L’assassinat de Ghislaine et de Claude, les deux reporters de RFI, a éclipsé la tenue à Bamako des assises de la décentralisation. Et replacé le curseur de la « crise malo-malienne » là où il se trouve depuis deux ans : Kidal. Autrement dit le différent entre ceux des Touareg qui se veulent les représentants de l’Azawad et un gouvernement qui se veut l’émanation de la République du Mali.

« L’accord préliminaire » signé le 18 juin 2013 entre un gouvernement – qui n’était pas celui en place actuellement – et les groupes armés du Nord-Mali disait bien ce qu’il était : un « accord préliminaire à l’élection présidentielle et aux pourparlers inclusifs de paix au Mali ». La présidentielle s’est déroulée sans heurts ; mais les pourparlers se sont ensablés lors des manœuvres des uns et des autres, tout autant Bamako que Kidal, pour échapper à leurs engagements. Ibrahim Boubacar Keïta (IBK) a pensé « noyer le poisson » en diluant la partie dans le tout : la « question touareg » dans les Assises nationales du Nord et « l’autonomie de l’Azawad » dans les Etats généraux de la décentralisation. C’était bien pensé ; mais pas vraiment en adéquation avec les revendications exprimées par le MNLA et ses alliés : le Mouvement arabe de l’Azawad (MAA) et le Haut conseil pour l’unité de l’Azawad (HCUA), signataires de « l’accord préliminaire ».

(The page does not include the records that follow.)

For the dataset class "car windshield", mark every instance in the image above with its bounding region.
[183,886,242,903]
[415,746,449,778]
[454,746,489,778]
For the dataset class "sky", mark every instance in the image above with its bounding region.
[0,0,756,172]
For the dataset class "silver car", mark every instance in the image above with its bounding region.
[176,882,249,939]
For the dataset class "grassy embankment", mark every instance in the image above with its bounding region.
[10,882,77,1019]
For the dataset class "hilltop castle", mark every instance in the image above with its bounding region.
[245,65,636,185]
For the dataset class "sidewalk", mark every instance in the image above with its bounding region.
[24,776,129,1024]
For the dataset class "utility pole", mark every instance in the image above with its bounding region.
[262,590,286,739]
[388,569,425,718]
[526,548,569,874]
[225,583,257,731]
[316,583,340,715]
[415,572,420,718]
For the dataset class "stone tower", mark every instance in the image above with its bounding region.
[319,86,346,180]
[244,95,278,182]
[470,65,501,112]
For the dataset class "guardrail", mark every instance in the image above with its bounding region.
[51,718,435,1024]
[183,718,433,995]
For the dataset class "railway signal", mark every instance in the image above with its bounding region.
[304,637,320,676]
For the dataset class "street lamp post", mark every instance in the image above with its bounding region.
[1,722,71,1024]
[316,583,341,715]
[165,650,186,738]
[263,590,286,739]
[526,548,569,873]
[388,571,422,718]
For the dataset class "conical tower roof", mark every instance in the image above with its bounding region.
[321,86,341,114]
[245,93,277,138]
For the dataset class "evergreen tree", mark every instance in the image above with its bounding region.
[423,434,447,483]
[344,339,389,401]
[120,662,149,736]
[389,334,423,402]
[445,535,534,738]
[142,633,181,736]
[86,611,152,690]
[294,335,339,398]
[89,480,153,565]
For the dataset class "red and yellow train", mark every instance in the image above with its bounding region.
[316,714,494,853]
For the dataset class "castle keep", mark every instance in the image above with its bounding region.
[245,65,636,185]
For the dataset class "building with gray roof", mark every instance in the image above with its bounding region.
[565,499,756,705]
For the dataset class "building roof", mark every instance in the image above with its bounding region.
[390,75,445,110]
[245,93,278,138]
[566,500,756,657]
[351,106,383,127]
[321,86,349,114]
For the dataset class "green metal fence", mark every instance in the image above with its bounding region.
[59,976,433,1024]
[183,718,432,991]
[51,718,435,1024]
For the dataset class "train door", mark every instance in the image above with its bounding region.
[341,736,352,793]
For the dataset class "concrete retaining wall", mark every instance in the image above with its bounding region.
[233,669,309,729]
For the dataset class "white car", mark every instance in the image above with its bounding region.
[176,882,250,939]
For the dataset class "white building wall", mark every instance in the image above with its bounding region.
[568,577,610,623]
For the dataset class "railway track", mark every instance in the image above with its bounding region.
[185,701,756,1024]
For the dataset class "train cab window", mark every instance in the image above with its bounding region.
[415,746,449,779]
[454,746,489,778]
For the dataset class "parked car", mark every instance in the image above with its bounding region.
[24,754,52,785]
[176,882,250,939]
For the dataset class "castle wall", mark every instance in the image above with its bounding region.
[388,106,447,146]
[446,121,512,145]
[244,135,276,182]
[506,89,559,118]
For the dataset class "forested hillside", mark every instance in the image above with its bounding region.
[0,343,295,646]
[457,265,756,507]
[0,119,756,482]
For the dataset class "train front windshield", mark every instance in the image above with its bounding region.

Les Azawadiens ont pris leurs quartiers à Ouaga. Ce qui les place directement dans le collimateur des médias burkinabè. Plus encore depuis l’assassinat de Ghislaine et de Claude (cf. LDD Mali 0113/Mardi 5 novembre 2013). Qu’ils se sont empressés de condamner. Tout en déplorant que le MNLA, le plus emblématique des trois groupuscules, soit stigmatisé dans cette affaire alors que l’entretien des journalistes de RFI avec un de leurs leaders devait, justement « servir à expliquer au monde entier la position aujourd’hui du MNLA et des propositions pour une sortie de crise ». Pas de quoi convaincre la presse burkinabè qui, ce matin (mercredi 6 novembre 2013) continue de marteler que le MNLA est « l’enfant gâté de la France qui l’a jusque-là traité avec une complaisance coupable » (Alain Saint-Robespierre dans L’Observateur Paalga) et qu’avec ses alliés ils portent « la responsabilité morale » de l’assassinat des journalistes français et « bénéficient de tellement de sympathies, y compris de la France, qu’il n’est pas exclu qu’ils jouent encore plus les enfants chouchoutés » (édito du quotidien Le Pays).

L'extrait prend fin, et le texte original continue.